The US Department of Labor (DOL) has finalized a new rule expanding the number of employees entitled to receive overtime pay for work in excess of 40 hours in a regular workweek, by doubling the salary needed for executive, administrative, and professional workers to qualify as exempt and by raising the compensation needed to qualify as a highly compensated employee.

The rule will take effect December 1, 2016 and is expected to affect at least 4.2 million full-time exempt employees.

It supposedly represents the DOL’s effort to better distinguish overtime-eligible white collar employees, whom Congress intended to protect under the Fair Labor Standards Act, from bona fide executive employees, whom it intended to exempt. The salary level required to qualify for the FLSA “white collar” exemption had now moved from $23,600 to $47,476 annually, or $913 weekly.

For highly compensated employees, the new rule raises the minimum salary from $100,000 to $134,004 annually. These numbers will be automatically updated every three years, beginning in 2020.

Background

The FLSA generally requires covered employers to pay their employees overtime pay of one and one-half times the employee’s regular rate of pay for all hours worked over 40 hours in a workweek.

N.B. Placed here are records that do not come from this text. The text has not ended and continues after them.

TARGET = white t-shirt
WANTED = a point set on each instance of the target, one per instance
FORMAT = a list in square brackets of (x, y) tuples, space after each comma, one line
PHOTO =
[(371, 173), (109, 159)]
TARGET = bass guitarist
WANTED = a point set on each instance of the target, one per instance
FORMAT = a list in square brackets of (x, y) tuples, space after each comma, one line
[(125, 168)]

But the FLSA provides a number of exemptions from this overtime requirement, including what is known as the “white collar” exemption for executive, administrative, and professional workers.

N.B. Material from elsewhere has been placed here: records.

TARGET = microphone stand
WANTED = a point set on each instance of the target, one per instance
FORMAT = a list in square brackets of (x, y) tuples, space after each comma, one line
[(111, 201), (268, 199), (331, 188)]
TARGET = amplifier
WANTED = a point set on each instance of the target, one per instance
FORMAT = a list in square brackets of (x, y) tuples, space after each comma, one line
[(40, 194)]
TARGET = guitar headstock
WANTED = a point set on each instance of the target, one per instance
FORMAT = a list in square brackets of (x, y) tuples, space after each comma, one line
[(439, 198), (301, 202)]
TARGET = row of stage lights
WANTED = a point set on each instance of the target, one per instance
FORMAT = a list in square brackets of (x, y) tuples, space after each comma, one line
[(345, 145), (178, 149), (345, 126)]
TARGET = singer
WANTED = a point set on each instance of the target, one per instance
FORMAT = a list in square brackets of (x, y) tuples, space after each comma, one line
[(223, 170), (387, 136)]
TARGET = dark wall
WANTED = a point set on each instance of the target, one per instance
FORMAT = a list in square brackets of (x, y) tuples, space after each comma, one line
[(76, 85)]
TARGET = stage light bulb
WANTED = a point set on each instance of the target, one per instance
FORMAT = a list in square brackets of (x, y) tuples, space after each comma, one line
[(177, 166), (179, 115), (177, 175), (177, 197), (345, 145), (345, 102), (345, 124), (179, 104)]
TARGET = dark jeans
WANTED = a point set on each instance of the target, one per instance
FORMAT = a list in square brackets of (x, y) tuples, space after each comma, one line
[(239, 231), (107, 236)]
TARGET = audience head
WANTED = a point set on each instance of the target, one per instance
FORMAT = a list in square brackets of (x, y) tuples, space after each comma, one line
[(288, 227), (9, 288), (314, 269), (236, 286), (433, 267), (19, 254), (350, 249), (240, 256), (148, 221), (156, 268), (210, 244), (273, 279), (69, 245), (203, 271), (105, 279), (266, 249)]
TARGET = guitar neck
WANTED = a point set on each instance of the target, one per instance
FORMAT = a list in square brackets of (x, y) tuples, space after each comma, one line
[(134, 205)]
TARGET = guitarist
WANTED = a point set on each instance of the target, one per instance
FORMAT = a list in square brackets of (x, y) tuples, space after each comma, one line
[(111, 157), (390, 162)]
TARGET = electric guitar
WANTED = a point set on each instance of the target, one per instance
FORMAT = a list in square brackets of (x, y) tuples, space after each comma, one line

Since first issuing regulations defining the scope of these exemptions in 1938, the DOL has updated the salary level requirements seven times. For quite some time, these updates included both a “long duties test,” which limited the amount of time an exempt employee could spend on nonexempt work, and a “short duties test,” which did not contain a limit on nonexempt work but required a higher salary level than the long duties test.

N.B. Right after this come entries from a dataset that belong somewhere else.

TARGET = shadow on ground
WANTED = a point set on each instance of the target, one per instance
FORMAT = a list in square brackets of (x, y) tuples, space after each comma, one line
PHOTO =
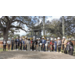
[(33, 55)]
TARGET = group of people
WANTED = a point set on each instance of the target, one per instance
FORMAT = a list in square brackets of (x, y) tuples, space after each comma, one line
[(40, 44)]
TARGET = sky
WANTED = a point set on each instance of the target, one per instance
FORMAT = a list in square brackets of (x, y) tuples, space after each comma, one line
[(48, 18)]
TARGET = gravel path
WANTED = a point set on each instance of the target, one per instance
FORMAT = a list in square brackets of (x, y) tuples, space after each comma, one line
[(34, 55)]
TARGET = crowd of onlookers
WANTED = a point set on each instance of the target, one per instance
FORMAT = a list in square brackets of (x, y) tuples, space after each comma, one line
[(40, 44)]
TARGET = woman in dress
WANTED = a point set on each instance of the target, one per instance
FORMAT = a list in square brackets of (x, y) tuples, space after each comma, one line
[(55, 45), (20, 42), (9, 43), (28, 44), (51, 44), (70, 47)]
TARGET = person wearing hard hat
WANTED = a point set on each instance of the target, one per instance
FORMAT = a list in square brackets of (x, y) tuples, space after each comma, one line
[(51, 44), (55, 44), (43, 44), (59, 43), (63, 40)]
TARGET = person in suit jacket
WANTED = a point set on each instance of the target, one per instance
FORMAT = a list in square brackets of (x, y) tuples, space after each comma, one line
[(43, 44)]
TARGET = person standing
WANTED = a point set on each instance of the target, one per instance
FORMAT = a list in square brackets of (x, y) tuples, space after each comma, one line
[(43, 44), (51, 44), (20, 44), (48, 45), (28, 44), (16, 43), (65, 44), (33, 42), (38, 44), (4, 45), (55, 45), (9, 43), (23, 44), (63, 40), (71, 47), (59, 43), (12, 43)]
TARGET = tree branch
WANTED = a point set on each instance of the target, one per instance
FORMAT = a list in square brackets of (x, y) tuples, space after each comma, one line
[(18, 28), (7, 18)]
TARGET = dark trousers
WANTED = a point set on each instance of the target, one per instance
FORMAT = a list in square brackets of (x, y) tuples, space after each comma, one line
[(4, 47), (65, 51), (16, 46), (25, 47), (59, 48), (70, 52), (12, 47), (43, 47), (8, 46), (20, 47)]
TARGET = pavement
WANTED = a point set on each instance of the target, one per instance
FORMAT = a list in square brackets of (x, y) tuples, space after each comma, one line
[(33, 55)]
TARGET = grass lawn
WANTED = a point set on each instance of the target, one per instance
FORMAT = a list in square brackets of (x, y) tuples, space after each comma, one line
[(2, 49), (61, 51)]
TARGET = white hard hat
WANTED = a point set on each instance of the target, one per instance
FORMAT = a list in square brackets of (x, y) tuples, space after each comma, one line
[(51, 38), (58, 37)]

The last update occurred in 2004, and it eliminated the short and long duties tests in favor of a standard duties test requiring a $23,660 annual salary for a full-time worker. It also set the highly compensated employee exemption at a minimum annual salary of $100,000.

On March 13, 2014, President Obama issued a presidential memorandum to the DOL directing it to update the regulations defining which white collar workers are protected under the FLSA.  The memorandum specifically instructed the DOL to modernize and streamline the overtime regulations. Following the President’s memorandum, the DOL published a proposal to update the overtime exemptions on July 6, 2015.

Final Rule

The DOL’s stated goal for the new rule was to rectify “the inappropriate classification of employees as EAP exempt who pass the standard duties test but would have failed the long duties test.”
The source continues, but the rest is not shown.